Hugh Fearnley-Whittingstall
LATIN NAME
Red gurnard: Aspitrigla cuculus. Grey gurnard: Eutrigla gurnardus. Tub gurnard: Chelidonichthys lucerna or Triglia
SEASONALITY
Avoid in summer when spawning
HABITAT
Usually English Channel, Celtic Sea and west of Scotland
MCS RATING
3
REC MINIMUM SIZE
25cm
MORE RECIPES
Black bream with Jerusalem artichoke purée; Steamed sea bass with kale and ginger; Red mullet with roasted red pepper mayo; Cod with fennel, capers and tomatoes; Dill salsa verde
SOURCING
I’ve long championed the gurnard, and I use it often. It’s delicious, and the curdy, firm flesh of its tapering, almost triangular body, peels obligingly off the bone for serving. Its dragon-like, armour-plated head also adds oomph to fish soups and stews. That’s why I like to braise it whole with chunky root veg; or drop meaty cutlets, along with the head, into a coconutty curry or highly seasoned tomato-based stew. But the fillets are very friendly too: fry them with onions and olives; or steam in a foil parcel with Asian flavours. This is one of those accommodating fish, like bream, that can be swapped into almost any enticing fish recipe.
In the UK, most gurnard is caught in the English Channel, the Celtic Sea and off the west coast of Scotland.
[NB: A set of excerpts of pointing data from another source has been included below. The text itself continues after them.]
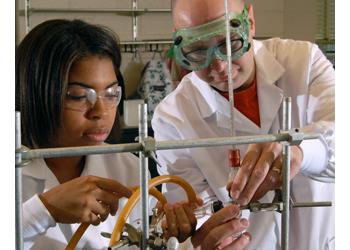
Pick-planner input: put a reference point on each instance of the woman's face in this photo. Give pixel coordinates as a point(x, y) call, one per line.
point(84, 123)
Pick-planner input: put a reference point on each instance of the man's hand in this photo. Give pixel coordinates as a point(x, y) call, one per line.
point(180, 220)
point(261, 170)
point(223, 230)
point(87, 199)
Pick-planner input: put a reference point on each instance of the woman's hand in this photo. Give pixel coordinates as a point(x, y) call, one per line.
point(88, 199)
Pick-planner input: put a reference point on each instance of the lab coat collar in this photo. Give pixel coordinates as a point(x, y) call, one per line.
point(39, 170)
point(268, 71)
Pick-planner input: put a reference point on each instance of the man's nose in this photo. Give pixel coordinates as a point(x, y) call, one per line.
point(218, 65)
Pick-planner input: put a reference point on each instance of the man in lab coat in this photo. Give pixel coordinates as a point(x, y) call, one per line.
point(262, 72)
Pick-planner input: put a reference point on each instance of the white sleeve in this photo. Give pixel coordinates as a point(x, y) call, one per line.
point(186, 245)
point(318, 162)
point(36, 220)
point(178, 162)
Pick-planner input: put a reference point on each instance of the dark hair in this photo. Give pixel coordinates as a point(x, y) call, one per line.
point(43, 61)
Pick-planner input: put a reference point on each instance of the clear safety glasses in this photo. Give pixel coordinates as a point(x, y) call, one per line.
point(196, 47)
point(81, 98)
In the north and east, it’s less common. There are several varieties that may crop up on the fishmonger’s slab (or on the end of your line, when boat fishing inshore), the most common here in the Southwest being the red gurnard. These are usually a generous, one-per-person size of around 500g. But occasionally a bigger fish of 2kg or more will be found – and that’s likely to be either a tub or a grey gurnard. I once baked a 3kg tub gurnard whole for Christmas Eve – it was a spectacular and delicious party piece.
Because a lot of people have heeded advice to try gurnard, fishermen are now landing more of it. In the past it was often discarded but, while it’s still not actually a target species, it is now much more likely to be retained when it’s reeled in.
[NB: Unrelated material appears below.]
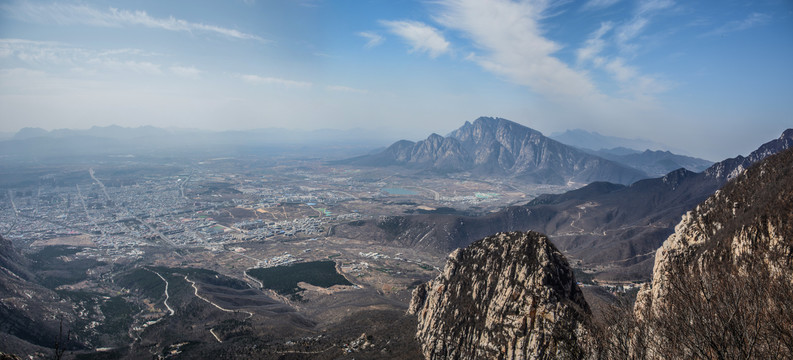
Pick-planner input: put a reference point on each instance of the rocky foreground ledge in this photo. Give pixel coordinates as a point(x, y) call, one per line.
point(507, 296)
In fact, our growing enthusiasm for gurnard has led the MCS to sound a note of warning, pointing out that there’s a need for more detailed data on this species as it transmogrifies from disregarded, funny-looking baitfish to desirable dish of the day. But that doesn’t mean we have to give up gurnard, just as we are getting a taste for it. It’s better that this is recognised as a good table fish, rather than discarded at sea, dead. And of course, eating gurnard also takes the pressure off other species, such as cod. The important thing, as with any seafood, is not to focus on it to the exclusion of all else. As a nation, we have a bad habit of excessive fish fidelity to the same fish species. But when a net comes up, it usually includes more than one type of fish; our eating should show similar variety.
ROAST GURNARD WITH PEPPER, LEMON, THYME AND CHILLI
This full-flavoured fish responds really well to seasoning with big, bold flavours. Here it’s marinated with a fragrant, peppery paste. Try this with bream or sardines too. Serves 2
2 tsp black peppercorns
1 large or 2 small garlic clove(s), finely grated
Finely grated zest of 1 lemon
2–3 tsp thyme leaves
2 tsp dried chilli flakes, or to taste
1 tsp flaky sea salt
1 tbsp olive or rapeseed oil
2 gurnard (each about 500g), scaled and gutted
Using a pestle and mortar, grind the peppercorns fairly finely. Add the garlic, lemon zest, thyme, chilli flakes, salt and oil, then pound everything together.
With a sharp knife, make 4–5 slashes, each 1–2cm deep, down each side of the fish. Rub the fragrant peppercorn mixture into the slashes and over the skin. Leave to marinate in the fridge for 2–4 hours, taking the fish out of the fridge half an hour before you want to cook them.
Preheat the oven to 200°C/Fan 180°C/Gas 6.
Place the fish in a roasting tin and roast for 20–25 minutes or until the flesh comes away from the bone easily when teased with the tip of a knife. Serve with sautéed potatoes and a fresh green salad.